It has not published any detailed financial information since 2018, but when FRP Advisory was appointed administrators in April it had secured debt of £723m and at most £245m of realisable assets. Its unsecured bonds, which are repayable next year, trade at 4p in the pound.
The news follows announcements of job losses arising from cost-cutting at Boots, John Lewis, Dixons and Arcadia, along with redundancies following insolvency processes at Monsoon, DW Sports, Oak Furnitureland, Harveys and M&Co among others.
Debenhams has already axed more than 2,000 jobs this year and industry experts are expecting more redundancies in retail as the UK government’s job retention scheme winds down, forcing employers to decide whether to retain staff or not. Although non-essential stores were permitted to reopen in England from June 15, trade has not returned to normal levels.
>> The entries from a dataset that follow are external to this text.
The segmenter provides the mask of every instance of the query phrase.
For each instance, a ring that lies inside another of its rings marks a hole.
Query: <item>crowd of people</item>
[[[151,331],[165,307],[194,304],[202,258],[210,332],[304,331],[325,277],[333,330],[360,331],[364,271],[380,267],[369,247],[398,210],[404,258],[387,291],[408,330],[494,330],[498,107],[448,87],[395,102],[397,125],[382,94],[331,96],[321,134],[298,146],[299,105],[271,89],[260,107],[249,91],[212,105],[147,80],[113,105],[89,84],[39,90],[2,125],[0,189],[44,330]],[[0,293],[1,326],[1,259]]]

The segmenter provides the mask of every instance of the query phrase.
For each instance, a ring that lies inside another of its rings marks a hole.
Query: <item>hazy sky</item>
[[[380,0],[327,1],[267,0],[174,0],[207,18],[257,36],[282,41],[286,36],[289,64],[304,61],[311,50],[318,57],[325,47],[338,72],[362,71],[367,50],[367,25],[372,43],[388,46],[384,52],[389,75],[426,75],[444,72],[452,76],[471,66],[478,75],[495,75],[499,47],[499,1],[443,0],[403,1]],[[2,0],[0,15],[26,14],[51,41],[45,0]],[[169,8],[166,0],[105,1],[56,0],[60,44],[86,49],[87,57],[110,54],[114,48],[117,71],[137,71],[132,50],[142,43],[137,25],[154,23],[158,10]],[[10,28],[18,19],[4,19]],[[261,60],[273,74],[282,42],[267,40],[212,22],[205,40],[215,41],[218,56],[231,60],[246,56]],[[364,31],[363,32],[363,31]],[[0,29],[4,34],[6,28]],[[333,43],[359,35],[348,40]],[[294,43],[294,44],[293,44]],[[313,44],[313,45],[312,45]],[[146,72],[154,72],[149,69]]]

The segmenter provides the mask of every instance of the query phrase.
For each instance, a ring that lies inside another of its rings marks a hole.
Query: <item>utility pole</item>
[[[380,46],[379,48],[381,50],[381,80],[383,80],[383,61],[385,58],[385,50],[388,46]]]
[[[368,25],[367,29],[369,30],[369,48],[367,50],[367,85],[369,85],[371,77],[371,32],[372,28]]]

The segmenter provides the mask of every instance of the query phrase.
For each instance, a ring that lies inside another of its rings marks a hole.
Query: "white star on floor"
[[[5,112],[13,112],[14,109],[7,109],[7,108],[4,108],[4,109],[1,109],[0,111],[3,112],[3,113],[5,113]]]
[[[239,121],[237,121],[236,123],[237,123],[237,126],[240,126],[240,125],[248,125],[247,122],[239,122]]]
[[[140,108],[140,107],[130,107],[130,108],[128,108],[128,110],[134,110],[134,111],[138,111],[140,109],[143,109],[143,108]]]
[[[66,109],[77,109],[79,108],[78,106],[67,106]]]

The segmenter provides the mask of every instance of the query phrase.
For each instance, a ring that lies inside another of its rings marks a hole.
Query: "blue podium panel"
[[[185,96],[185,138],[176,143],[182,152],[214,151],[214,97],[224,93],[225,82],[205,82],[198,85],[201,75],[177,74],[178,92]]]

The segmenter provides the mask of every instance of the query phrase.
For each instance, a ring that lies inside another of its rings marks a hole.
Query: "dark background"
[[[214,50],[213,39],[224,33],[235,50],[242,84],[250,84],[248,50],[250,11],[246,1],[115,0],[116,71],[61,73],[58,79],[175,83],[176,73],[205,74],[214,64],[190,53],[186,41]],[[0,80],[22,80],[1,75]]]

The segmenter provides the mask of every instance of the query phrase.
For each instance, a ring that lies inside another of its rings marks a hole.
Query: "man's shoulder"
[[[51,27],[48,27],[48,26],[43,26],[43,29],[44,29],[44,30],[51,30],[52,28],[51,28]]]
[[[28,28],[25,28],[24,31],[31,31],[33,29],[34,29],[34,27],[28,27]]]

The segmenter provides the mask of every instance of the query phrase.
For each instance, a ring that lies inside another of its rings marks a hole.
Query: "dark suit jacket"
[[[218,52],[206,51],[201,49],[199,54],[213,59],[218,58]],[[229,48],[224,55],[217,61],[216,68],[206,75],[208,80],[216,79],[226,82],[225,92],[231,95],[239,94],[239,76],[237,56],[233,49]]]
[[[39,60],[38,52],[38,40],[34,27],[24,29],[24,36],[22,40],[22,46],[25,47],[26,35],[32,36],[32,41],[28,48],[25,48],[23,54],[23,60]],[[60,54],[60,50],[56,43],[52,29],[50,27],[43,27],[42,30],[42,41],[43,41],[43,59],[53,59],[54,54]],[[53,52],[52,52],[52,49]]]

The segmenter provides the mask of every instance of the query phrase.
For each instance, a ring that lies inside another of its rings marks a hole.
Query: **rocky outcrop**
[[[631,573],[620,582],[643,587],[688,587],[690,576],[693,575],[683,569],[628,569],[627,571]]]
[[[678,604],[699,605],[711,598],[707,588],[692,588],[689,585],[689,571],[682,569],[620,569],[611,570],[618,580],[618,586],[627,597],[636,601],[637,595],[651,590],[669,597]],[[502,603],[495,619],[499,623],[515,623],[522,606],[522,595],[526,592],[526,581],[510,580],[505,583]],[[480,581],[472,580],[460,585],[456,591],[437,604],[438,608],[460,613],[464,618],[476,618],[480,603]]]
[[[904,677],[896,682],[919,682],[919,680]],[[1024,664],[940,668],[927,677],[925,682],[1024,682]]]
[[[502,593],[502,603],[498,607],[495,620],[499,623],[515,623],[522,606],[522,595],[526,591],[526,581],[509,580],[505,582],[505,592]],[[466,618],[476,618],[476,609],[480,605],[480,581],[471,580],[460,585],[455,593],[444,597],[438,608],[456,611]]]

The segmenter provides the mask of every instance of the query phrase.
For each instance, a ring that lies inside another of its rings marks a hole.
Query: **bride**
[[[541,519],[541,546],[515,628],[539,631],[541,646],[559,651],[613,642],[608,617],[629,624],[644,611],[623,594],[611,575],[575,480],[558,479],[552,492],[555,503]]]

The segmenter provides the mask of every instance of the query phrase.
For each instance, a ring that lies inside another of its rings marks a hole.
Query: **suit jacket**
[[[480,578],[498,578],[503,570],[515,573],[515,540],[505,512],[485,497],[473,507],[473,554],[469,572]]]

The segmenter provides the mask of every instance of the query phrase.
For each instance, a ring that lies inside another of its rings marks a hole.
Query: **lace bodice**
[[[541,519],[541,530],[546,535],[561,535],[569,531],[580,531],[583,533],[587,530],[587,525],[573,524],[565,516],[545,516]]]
Springboard this week reported that footfall to all retail destinations remains a third lower than in 2019, while high streets and shopping centres — where Debenhams stores are overwhelmingly concentrated — have generally performed worse than out-of-town retail parks.
Retail sales data compiled by the British Retail Consortium for July showed sales by value rising 3 per cent from 2019 levels, but most of the increases were in categories such as DIY and IT equipment. Sales of clothing, footwear and beauty — key categories for department stores — were all lower.